Stevie Davies reviews Paul Strohn’s microbiography: Chaucer’s Tale: 1386 and the Road to Canterbury in The Independent.
Strohm centres on a single year, 1386, at the end of which Chaucer “suddenly found himself without a patron, without a faction, without a dwelling, without a job … without a city.”
Exiled from London and his literary circle, Strohm’s Chaucer lost an audience, in an age before the printing press, when poetry in manuscript was read aloud in performance. The book’s compelling thesis is that Chaucer’s loss generated the invention of a “portable audience” within The Canterbury Tales: the pilgrims themselves. …
One of Chaucer’s overarching themes is the volatility of fortune, whose reversals – if we are wise – teach us “to maken virtu of necessitee”. Strohm’s Chaucer is essentially a small player in a world of venal power politics, “a politician of limited gifts, and not much of a factionalist either”. A loyalist of Richard II, he’d risen by espousing the long-term losing party. Esquire to the king, Chaucer had made an advantageous marriage. But he and his higher-ranking wife, Philippa de Roet, sister to John of Gaunt’s mistress, Katherine Swynford, lived apart and his association with the loathed Gaunt jeopardised him.
Deployed by his political masters to the post of controller of wool custom, Chaucer had the unenviable job of monitoring the activities of “some of the richest and best connected and least scrupulous crooks on the face of his planet”. Strohm’s portrait of the collector of the lucrative wool custom, corrupt magnate Nicholas Brembre, is formidable. When the royalist faction secured Chaucer’s election to the 1386 Parliament, and Brembre’s wheel came thundering down, so did Chaucer’s. His grace and favour apartment was forfeit. Strohm assesses Chaucer’s withdrawal from public life as “a matter of constrained choice”. Chaucer became “a wanderer in Kent, with no fixed job and insufficient income”. …
Losing “that thick and involving texture of London life” meant forfeit not only of discomfort but of stimulation and conviviality. The listening audience Chaucer now lacked he invented as a fellowship of pilgrims: “Chaucer’s varied cast of rogues, pitchmen, scammers … divines, social snobs, humble toilers [is] a miracle of imaginative inclusion.” …

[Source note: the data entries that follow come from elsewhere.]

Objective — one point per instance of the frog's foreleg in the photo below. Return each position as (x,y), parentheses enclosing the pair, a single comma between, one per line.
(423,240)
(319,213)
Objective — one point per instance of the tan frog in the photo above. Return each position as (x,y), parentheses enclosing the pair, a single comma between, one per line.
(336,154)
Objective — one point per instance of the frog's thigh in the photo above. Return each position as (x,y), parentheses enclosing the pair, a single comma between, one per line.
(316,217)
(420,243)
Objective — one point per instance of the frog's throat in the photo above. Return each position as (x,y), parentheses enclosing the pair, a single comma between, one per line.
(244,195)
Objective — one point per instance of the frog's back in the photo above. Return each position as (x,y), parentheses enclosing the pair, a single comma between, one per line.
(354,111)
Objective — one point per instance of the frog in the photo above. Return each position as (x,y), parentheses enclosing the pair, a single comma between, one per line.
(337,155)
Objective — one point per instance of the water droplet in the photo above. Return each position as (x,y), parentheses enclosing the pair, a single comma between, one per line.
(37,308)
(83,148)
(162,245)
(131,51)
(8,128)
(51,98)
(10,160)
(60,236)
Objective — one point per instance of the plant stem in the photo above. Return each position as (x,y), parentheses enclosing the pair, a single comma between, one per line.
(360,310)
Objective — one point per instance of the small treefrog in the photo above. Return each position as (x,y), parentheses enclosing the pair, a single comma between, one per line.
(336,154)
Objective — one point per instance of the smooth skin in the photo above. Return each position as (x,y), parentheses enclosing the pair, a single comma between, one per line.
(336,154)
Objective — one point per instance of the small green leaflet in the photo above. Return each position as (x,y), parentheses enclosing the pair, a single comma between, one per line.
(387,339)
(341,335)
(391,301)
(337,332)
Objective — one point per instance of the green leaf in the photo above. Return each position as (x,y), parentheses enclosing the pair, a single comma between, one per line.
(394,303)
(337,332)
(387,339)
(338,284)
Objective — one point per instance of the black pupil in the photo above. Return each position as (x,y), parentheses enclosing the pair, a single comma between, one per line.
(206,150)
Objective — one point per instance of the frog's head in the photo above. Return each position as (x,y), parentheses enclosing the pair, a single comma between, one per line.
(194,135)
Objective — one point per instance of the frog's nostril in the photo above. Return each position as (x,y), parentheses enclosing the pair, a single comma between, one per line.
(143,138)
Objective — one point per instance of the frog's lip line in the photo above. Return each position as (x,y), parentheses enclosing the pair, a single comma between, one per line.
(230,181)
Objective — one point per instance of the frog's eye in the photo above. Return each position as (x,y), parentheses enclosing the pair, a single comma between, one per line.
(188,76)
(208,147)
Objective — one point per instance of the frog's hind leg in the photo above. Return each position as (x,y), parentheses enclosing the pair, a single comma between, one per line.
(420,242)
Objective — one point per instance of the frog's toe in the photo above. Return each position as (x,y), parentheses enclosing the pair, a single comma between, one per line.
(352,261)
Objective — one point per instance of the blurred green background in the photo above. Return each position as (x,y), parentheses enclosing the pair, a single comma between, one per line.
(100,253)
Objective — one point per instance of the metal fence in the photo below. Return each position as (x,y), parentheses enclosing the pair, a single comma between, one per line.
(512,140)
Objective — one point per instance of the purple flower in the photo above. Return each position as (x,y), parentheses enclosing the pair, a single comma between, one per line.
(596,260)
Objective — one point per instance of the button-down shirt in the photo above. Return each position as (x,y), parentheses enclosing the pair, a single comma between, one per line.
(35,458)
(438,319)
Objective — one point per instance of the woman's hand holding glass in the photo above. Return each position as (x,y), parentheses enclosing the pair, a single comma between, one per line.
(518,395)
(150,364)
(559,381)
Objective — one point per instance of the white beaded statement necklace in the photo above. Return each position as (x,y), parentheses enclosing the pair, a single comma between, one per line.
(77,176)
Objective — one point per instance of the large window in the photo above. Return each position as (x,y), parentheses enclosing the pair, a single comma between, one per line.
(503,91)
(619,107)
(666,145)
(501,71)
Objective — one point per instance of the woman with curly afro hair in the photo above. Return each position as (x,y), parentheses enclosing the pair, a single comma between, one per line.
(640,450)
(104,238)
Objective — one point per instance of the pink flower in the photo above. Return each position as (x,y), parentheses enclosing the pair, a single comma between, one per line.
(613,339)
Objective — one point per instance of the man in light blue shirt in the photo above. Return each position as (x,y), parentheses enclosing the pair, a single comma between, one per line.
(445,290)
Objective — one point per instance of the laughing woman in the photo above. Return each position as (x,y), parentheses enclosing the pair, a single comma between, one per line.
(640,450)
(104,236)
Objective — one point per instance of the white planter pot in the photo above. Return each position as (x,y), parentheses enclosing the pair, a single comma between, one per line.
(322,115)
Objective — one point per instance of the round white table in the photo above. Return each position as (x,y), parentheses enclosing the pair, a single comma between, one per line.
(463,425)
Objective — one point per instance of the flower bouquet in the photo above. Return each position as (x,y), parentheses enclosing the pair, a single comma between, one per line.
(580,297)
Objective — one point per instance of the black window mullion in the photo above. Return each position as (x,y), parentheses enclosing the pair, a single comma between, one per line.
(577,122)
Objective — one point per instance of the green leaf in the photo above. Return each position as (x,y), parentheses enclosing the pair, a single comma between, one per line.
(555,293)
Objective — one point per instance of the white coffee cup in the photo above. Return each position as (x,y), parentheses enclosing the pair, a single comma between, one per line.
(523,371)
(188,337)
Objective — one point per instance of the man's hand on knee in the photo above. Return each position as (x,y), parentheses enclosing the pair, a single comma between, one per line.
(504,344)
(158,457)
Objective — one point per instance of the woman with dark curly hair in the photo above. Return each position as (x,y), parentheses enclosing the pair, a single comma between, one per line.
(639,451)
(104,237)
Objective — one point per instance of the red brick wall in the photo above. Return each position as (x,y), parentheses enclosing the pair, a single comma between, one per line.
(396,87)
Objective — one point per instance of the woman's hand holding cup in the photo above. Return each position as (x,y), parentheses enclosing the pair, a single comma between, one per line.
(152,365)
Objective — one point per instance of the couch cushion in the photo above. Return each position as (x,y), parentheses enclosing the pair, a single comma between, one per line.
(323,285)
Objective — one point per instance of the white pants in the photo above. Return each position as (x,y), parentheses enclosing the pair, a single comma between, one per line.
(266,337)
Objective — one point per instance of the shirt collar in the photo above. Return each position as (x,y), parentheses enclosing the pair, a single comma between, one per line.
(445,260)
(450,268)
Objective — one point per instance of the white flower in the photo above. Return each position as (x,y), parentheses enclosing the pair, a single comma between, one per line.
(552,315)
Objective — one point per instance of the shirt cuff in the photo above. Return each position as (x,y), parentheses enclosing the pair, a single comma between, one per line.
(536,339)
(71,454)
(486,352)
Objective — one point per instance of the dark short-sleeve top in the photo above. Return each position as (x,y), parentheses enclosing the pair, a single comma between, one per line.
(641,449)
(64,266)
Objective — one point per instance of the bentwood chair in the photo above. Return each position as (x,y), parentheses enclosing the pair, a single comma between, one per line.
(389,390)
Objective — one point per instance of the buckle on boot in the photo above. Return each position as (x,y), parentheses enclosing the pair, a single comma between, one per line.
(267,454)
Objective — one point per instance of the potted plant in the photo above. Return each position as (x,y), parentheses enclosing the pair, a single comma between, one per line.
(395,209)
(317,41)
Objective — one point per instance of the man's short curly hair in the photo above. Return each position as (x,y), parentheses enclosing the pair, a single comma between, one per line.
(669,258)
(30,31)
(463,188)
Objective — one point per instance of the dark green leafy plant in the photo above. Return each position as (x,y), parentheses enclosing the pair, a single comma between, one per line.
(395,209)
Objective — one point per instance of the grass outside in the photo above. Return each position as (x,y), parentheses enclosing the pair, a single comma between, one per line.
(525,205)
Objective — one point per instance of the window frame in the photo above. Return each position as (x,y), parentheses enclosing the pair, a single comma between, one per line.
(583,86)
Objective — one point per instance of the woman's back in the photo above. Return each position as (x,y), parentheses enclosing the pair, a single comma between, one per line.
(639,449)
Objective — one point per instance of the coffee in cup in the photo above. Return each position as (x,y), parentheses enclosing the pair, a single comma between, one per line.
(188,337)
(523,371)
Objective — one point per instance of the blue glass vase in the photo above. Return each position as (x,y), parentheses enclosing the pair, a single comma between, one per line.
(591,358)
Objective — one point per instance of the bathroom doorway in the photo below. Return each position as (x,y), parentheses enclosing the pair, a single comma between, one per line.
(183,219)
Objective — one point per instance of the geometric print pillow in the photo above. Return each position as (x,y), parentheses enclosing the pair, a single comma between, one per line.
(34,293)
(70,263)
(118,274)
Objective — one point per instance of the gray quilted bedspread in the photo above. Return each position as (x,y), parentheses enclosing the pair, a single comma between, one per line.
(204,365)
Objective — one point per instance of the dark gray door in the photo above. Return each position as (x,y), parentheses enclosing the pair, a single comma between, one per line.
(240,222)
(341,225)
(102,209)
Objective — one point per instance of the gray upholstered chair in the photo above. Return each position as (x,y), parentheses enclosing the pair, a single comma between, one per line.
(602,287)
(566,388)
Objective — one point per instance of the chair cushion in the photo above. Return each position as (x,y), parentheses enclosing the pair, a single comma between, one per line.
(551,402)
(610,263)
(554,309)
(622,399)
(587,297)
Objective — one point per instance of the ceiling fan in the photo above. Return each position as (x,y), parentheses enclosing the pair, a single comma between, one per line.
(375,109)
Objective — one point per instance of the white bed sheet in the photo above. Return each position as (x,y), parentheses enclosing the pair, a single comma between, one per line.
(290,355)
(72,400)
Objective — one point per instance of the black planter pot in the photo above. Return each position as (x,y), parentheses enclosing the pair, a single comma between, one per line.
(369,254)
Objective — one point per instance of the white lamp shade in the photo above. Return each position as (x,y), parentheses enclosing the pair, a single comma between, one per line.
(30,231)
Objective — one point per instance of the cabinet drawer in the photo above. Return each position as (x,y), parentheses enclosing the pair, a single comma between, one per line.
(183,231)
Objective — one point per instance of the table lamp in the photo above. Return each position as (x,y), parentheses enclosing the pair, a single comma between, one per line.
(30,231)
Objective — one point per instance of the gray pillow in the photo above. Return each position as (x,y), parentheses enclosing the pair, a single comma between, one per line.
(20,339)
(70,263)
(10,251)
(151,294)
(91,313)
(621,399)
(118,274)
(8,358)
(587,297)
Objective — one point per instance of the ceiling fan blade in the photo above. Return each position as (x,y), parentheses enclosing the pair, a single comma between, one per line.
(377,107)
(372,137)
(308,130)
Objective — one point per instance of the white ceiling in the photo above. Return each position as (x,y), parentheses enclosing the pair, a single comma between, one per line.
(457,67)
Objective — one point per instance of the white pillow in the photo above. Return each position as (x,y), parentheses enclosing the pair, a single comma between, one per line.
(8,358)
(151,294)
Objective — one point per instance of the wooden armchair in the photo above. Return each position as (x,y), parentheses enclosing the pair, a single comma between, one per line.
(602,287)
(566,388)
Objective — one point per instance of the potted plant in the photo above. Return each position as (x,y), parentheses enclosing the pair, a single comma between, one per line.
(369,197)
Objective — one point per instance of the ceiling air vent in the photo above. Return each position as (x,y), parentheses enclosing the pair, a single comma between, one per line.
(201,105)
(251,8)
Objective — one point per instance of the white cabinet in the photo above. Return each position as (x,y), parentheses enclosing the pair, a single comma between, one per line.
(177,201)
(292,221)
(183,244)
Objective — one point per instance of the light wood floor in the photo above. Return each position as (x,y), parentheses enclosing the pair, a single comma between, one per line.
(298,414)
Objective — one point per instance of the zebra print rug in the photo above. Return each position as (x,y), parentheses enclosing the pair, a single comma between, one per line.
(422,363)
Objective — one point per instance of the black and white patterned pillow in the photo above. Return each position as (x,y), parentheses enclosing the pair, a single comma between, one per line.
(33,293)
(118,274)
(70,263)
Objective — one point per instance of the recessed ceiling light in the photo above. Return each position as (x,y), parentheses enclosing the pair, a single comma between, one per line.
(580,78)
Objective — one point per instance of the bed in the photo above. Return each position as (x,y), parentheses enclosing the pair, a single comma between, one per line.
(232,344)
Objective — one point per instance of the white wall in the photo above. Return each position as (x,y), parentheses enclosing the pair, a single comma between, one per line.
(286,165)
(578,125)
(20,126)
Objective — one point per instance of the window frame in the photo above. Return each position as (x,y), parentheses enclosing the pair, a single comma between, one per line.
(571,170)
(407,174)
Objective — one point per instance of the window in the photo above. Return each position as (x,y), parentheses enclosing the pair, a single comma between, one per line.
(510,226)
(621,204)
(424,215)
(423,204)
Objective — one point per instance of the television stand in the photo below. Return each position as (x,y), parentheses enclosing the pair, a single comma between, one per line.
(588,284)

From the misfortune of 1386, Chaucer moved towards a sense of authorial identity, preparing his literary legacy for generations to come. The pilgrims mediated “between Chaucer and the extended public he has begun to imagine”. The poet’s humiliated exile, Strohm compellingly suggests, is part of the deep story of how The Canterbury Tales came into being.